There have been demonstrations in support of Cospito and against 41-bis across Italy. Anarchist activists have carried out symbolic attacks on Italian embassies in Argentina, Bolivia, Brazil, Chile, Germany, Greece, Netherlands, Portugal, Spain and Switzerland. The justice minister, Carlo Nordio, said he would refuse to engage with Cospito’s lawyers and denied their appeal. After the case was debated in parliament, Giorgia Meloni was asked about it at a press conference with Olaf Scholz in Berlin, and responded with a letter to Corriere della Sera. A petition against 41-bis and life imprisonment was launched in January by grassroots organisations in Naples. The signatories include Luigi Manconi, a former senator and junior justice minister, and Laura Longo, a former surveillance court judge.

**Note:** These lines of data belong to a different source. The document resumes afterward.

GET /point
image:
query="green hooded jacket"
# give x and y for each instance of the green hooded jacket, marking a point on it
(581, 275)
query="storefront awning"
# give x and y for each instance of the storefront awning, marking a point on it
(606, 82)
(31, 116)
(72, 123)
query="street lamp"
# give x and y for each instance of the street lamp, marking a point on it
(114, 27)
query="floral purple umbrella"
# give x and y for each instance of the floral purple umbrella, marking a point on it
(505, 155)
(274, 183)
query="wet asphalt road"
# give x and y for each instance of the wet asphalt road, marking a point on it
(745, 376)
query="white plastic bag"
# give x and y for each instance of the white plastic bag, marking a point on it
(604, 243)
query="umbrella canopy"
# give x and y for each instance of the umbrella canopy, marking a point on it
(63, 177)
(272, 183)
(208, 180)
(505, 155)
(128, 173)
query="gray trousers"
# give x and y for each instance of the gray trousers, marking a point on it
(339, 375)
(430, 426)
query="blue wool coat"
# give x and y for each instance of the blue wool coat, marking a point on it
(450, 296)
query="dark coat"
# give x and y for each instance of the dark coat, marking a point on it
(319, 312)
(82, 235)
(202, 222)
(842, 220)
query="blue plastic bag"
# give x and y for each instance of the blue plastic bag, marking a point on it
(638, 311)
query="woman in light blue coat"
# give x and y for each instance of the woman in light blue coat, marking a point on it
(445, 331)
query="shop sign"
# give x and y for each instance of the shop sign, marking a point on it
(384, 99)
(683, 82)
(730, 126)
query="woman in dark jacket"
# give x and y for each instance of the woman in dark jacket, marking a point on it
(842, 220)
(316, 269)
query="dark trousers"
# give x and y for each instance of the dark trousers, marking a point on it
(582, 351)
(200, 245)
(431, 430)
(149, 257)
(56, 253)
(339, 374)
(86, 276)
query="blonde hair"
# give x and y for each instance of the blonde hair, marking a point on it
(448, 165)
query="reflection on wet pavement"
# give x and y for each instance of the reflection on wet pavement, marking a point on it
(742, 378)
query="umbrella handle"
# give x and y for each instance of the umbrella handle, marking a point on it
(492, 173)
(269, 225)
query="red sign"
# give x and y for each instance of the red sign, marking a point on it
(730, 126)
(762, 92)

The Council of Europe’s Committee for the Prevention of Torture in 2020 called for the Italian government to ‘engage in a serious reflection’ on 41-bis. Amnesty International, whose offices were occupied by Cospito’s supporters last October, called for his human rights to be respected and described 41-bis as ‘cruel, inhuman and degrading treatment’. On 1 February it joined with the organisations A Buon Diritto and Antigone to reiterate its plea for the Italian state to remove Cospito from 41-bis.
All these criticisms are dismissed by the right-wing government, and most of the centre-left opposition, who claim that relaxing 41-bis would cede ground to the mafia. (Matteo Messina Denaro, a mafia boss who had been on the run since the 1990s, was discovered in Palermo and arrested on 16 January. His crimes include dissolving the 12-year-old son of a former accomplice in nitric acid. He was immediately condemned to 41-bis.)
In late January, a right-wing congressman illegally disclosed a classified video of Cospito speaking to mafiosi inmates (the only companions he is allowed to talk to) to suggest he had gone on hunger strike under pressure from the mafia. Cospito’s supporters, by contrast, argue that repressive tools designed to combat the mafia are increasingly deployed to punish political dissent. At the end of last year a group of housing activists in Milan were found guilty of criminal association, and police in Pavia asked that a young non-violent climate activist be placed under a special surveillance regime (though a court in Milan rejected the request).
If the Italian government does not make a move in the next few days, Alfredo Cospito will die. The public debate he has elicited with his hunger strike has opened a window of opportunity to rethink a prison system that inflicts pain and fosters despair, not only in Italy.